Russ Doering, retired president of Doering, says the process of customizing and testing the company’s zero-leak, air-piloted poppet valve challenged everyone in the company to take their already high standards to a new level.
“Each valve was serialized and had its own documentation,” explains Doering. “All that was new ground, so it gave us that capability going forward. We later had other projects where we were able to do trace-gas testing and document it.”
A point of pride for Doering is the fact that the final product exceeded the project’s requirements.
All nine new water fire extinguishers built to replace the original CO2 fire suppression devices arrived on the space station by 2016. And the class of zero-leak valve orbiting Earth is now improving the performance of systems in numerous industries with equally demanding requirements.
From industrial to military applications, the primary advantages of this precision hardware over standard valves are performance and safety. When leaks can result in unacceptable risks or negatively affect outcomes, zero-leak is essential.
One client uses the pneumatic-piloted poppet cartridge valve in a grease dispenser built for industrial applications such as automotive assembly. During vehicle production, numerous locations require an application of grease. The ability to squirt the liquid where it’s needed might seem simple enough, but oil viscosity changes with the temperature. Whether the grease is cold and thick or warm and runny, the valve in the dispenser that controls the flow must close completely. Otherwise, that slippery substance could end up on the assembly line floor, posing a serious risk to workers.

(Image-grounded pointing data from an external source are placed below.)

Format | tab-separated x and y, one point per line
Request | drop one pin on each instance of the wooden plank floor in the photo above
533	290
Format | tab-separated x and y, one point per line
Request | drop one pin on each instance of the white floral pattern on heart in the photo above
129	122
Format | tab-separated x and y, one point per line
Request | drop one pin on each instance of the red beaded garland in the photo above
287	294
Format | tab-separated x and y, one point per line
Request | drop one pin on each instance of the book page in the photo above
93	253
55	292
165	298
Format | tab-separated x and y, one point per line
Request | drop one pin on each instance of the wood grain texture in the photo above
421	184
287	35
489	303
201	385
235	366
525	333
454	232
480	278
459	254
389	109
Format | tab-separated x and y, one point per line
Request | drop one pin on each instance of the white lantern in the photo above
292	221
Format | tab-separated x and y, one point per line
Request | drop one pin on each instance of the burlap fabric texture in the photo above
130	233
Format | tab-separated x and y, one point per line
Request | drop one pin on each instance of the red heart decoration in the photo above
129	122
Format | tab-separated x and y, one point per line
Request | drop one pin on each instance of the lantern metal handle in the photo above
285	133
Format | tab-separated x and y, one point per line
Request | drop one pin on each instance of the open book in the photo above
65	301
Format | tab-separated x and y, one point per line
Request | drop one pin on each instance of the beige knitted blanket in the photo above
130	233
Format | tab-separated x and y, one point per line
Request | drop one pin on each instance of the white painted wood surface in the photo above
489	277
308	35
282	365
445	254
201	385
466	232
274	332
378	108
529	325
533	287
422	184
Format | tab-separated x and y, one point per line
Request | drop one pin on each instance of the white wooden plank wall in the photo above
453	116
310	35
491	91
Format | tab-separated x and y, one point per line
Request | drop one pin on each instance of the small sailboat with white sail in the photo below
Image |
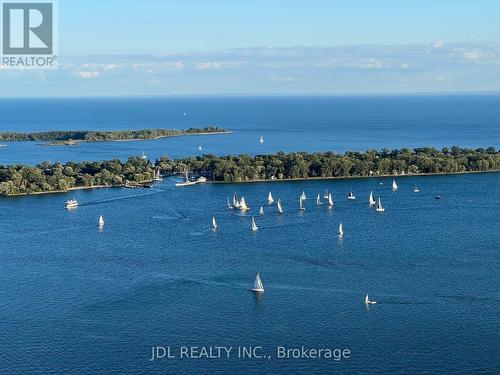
254	225
318	200
371	199
270	199
380	208
330	200
394	185
258	286
280	208
368	301
301	204
243	204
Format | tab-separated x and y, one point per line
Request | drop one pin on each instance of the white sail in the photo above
254	226
371	199
258	286
301	204
236	203
270	199
394	185
330	200
243	204
280	209
379	206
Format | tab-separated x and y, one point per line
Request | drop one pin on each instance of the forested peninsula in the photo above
71	136
57	177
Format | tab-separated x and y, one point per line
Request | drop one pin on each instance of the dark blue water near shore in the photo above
77	300
286	123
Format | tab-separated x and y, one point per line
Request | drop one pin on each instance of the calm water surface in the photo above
77	300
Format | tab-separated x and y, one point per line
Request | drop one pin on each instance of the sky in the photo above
205	47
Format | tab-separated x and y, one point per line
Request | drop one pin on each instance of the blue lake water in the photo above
286	123
74	299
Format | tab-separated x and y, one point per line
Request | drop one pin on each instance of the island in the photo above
71	137
57	177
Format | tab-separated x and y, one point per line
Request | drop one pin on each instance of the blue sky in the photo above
190	47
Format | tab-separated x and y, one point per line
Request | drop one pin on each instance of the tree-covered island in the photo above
70	137
56	177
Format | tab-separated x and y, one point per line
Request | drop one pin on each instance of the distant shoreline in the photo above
353	177
256	181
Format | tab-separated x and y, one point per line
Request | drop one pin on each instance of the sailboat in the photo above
243	204
379	206
258	286
318	200
301	204
254	226
371	199
186	182
394	185
280	209
330	200
368	302
270	199
157	176
236	203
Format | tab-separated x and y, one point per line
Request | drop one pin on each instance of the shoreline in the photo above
352	177
76	142
256	181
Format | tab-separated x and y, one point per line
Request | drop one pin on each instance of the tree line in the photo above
102	136
47	177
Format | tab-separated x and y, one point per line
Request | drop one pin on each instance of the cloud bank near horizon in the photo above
436	67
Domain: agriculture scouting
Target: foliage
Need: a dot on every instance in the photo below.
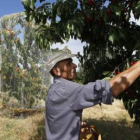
(21, 73)
(103, 24)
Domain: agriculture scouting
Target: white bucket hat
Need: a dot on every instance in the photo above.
(56, 57)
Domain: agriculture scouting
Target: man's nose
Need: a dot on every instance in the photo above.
(74, 65)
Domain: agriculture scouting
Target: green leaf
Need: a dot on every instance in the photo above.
(106, 72)
(41, 1)
(111, 38)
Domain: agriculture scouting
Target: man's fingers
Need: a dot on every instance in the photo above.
(84, 130)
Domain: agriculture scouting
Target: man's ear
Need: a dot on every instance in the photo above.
(57, 71)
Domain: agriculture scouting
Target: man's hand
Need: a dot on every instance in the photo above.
(84, 127)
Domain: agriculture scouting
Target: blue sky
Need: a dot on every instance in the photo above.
(10, 6)
(14, 6)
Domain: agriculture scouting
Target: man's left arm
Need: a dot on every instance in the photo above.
(123, 80)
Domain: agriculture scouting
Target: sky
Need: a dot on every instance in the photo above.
(8, 7)
(13, 6)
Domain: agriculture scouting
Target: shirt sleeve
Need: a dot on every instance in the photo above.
(84, 96)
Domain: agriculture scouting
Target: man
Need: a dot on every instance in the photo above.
(66, 99)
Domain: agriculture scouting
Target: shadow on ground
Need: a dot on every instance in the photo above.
(110, 130)
(116, 130)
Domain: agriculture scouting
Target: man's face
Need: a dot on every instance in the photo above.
(67, 69)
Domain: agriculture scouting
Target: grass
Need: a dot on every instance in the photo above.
(113, 122)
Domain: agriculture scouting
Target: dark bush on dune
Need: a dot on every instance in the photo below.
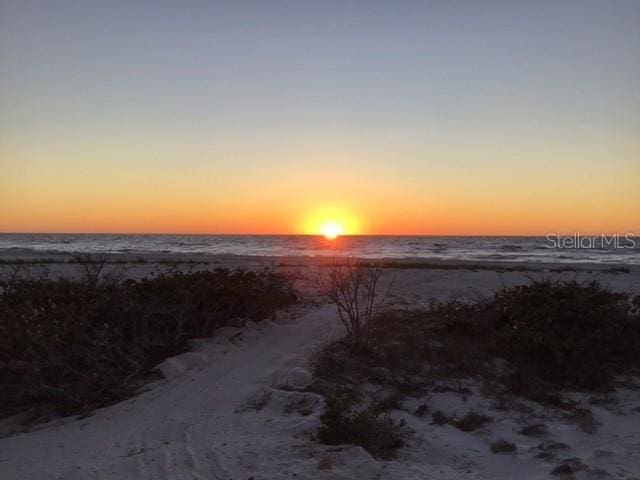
(578, 335)
(70, 346)
(553, 336)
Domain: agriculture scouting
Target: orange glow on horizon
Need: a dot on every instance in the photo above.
(331, 230)
(331, 222)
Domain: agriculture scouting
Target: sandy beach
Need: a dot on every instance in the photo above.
(235, 407)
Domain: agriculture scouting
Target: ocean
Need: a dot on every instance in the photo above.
(569, 249)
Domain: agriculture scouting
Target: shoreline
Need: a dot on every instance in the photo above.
(35, 257)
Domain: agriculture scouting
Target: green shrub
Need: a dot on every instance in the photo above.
(369, 428)
(73, 345)
(567, 333)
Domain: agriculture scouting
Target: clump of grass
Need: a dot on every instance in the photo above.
(368, 428)
(70, 345)
(473, 421)
(549, 337)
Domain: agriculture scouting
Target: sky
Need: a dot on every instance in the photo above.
(384, 117)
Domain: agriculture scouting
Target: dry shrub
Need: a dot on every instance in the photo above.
(354, 289)
(72, 345)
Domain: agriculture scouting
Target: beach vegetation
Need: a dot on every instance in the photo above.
(70, 345)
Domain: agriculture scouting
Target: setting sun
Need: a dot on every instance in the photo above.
(331, 230)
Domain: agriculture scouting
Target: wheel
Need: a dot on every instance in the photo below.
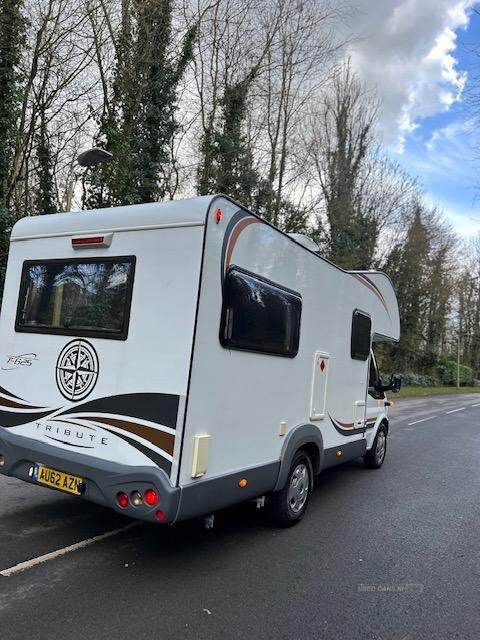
(287, 506)
(376, 455)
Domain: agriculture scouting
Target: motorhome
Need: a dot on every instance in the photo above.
(168, 360)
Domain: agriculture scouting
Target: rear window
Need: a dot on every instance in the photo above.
(77, 297)
(259, 315)
(361, 335)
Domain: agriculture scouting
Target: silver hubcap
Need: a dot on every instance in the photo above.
(299, 488)
(381, 447)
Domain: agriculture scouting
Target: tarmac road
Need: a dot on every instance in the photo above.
(389, 554)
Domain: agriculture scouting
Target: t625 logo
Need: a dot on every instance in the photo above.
(77, 370)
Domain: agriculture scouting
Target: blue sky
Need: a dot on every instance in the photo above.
(443, 150)
(423, 57)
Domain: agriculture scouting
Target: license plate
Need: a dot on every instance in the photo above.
(58, 479)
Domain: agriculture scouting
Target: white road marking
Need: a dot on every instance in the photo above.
(422, 420)
(22, 566)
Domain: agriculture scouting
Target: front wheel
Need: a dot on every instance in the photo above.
(375, 456)
(288, 506)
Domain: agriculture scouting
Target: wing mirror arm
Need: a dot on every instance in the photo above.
(394, 385)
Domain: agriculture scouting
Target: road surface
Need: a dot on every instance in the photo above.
(389, 554)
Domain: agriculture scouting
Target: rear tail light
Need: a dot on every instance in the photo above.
(103, 240)
(136, 498)
(161, 516)
(151, 497)
(122, 500)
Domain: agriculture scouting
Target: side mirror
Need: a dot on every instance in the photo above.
(394, 385)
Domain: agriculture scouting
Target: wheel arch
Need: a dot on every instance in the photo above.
(307, 437)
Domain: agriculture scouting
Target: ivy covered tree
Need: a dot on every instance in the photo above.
(45, 201)
(408, 266)
(226, 164)
(138, 122)
(12, 30)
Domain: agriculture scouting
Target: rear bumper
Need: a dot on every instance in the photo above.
(103, 479)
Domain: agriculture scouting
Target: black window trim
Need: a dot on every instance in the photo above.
(270, 352)
(86, 333)
(367, 315)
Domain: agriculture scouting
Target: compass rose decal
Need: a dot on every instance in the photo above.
(77, 370)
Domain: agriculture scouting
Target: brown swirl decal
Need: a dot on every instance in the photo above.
(348, 428)
(239, 221)
(160, 439)
(375, 290)
(122, 413)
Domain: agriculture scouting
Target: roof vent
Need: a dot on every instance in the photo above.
(305, 241)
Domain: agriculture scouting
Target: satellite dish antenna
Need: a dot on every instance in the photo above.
(93, 157)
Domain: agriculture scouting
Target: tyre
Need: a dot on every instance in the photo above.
(376, 455)
(288, 506)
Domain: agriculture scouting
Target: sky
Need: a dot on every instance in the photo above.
(423, 57)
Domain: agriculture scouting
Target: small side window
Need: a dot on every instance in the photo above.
(361, 334)
(259, 315)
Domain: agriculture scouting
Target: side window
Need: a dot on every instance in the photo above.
(259, 315)
(361, 330)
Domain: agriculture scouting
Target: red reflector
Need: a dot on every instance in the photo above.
(122, 500)
(76, 242)
(151, 497)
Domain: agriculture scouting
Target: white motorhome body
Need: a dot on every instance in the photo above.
(189, 348)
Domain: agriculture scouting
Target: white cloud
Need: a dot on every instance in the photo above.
(406, 49)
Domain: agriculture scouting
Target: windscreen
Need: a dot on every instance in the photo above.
(76, 297)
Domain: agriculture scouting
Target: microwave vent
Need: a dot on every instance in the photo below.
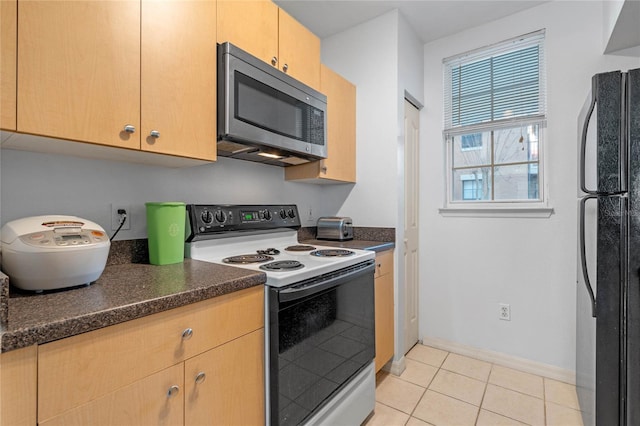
(294, 161)
(234, 148)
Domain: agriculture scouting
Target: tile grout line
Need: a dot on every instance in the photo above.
(486, 386)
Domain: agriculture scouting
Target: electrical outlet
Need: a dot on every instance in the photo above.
(505, 312)
(115, 217)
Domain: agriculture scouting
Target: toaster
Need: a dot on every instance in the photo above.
(335, 228)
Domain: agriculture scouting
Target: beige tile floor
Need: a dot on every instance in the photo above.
(446, 389)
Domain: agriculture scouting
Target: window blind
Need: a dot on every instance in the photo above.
(498, 85)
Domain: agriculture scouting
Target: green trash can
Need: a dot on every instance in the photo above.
(165, 230)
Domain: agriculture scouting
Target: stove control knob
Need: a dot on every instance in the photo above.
(207, 217)
(221, 217)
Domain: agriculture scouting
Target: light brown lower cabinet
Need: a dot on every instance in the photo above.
(223, 386)
(200, 364)
(384, 308)
(154, 400)
(18, 387)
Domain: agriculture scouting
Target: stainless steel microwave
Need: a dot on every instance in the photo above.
(266, 116)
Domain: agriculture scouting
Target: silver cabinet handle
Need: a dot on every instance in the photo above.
(173, 391)
(187, 333)
(200, 378)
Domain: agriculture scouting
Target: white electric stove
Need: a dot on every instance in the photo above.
(279, 255)
(319, 310)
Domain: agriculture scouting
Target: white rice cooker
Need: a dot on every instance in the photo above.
(51, 252)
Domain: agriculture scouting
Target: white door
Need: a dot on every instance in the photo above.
(411, 184)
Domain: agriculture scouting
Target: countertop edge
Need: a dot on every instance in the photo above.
(67, 327)
(376, 246)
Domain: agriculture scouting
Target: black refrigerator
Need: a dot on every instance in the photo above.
(608, 287)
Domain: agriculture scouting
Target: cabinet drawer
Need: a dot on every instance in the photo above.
(384, 263)
(82, 368)
(225, 386)
(146, 402)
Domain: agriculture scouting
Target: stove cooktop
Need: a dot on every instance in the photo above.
(247, 252)
(262, 238)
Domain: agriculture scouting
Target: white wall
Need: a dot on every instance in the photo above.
(469, 265)
(35, 183)
(367, 55)
(383, 58)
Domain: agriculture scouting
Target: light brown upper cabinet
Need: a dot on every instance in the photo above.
(340, 164)
(269, 33)
(250, 25)
(88, 71)
(8, 44)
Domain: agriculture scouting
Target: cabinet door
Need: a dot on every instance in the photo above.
(79, 70)
(299, 51)
(250, 25)
(384, 320)
(8, 44)
(156, 400)
(225, 386)
(340, 164)
(178, 86)
(18, 387)
(78, 369)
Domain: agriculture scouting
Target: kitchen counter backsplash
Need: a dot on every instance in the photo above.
(128, 251)
(359, 233)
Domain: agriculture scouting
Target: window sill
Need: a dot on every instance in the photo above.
(484, 211)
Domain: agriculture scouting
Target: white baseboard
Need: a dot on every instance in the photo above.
(395, 367)
(510, 361)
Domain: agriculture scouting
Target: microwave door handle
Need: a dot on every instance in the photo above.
(583, 140)
(583, 254)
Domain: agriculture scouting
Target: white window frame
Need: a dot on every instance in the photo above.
(497, 208)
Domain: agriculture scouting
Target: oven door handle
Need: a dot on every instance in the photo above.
(300, 292)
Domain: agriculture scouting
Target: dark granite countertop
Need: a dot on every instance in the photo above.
(376, 246)
(123, 292)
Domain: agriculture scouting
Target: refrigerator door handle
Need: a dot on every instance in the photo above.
(583, 255)
(583, 140)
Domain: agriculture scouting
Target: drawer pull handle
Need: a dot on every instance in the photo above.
(186, 335)
(200, 378)
(173, 390)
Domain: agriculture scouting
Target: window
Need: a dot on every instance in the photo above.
(494, 120)
(473, 141)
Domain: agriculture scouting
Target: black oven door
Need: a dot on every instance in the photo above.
(321, 335)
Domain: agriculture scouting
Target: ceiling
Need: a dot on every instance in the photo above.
(431, 19)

Hydraulic equipment depends on effective valve operation to maintain the right level of liquid and pressure in a system. This is one of the applications where valve leakage is common, even expected, because of how hydraulics function, according to Dombroske. A very high pressure or force combined with a small amount of fluid in a contained space (such as a piston) enables a machine to move extremely heavy objects. For example, a bulldozer employs hydraulics to shift tons of soil or rocks. Such a powerful force can easily cause leaks. However, such a leak can endanger human life.
“A manufacturing company had a problem with the equipment that holds large rolls of papers for printing presses,” says Dombroske. “They had a valve that was leaking. The hydraulics weren’t able to keep that paper that weighs multiple tons in position overnight. A worker could be crushed if it failed completely.”
The company installed Doering’s hydraulic piloted poppet cartridge valve to address the immediate safety need. At the same time, they sent more of the valves to their facility in Italy for extensive testing. Now these valves are the only approved hardware for the equipment.
Another high-risk application is the Growler A/M32K-10 munitions trailer. This military vehicle transports up to 15,000 pounds of munitions and carries a safety requirement for the trailer’s brakes to hold for 24 hours before deploying an emergency parking brake. The first valve failed, allowing the trailer to move. The Doering valve never failed and is installed in more than 450 Growler trailers.
Russ Doering credits the NASA project with making it possible to introduce the zero-leak valve to new markets. In addition to NASA “helping us in our weak areas,” Doering says the staff “came out with a better knowledge of what our capabilities were.”
“It was interesting to work with NASA,” he says. “They were willing to spend the time to fully communicate and to look at the design objectively. That cooperation was really great.”
While the company expands its reach into new markets such as mobile and industrial hydraulic, the zero-leak valve is getting ready for another trip into space. NASA is developing the next-generation fine-water-mist fire extinguisher using the same Doering valve. This new fire extinguisher is for the Orion spacecraft.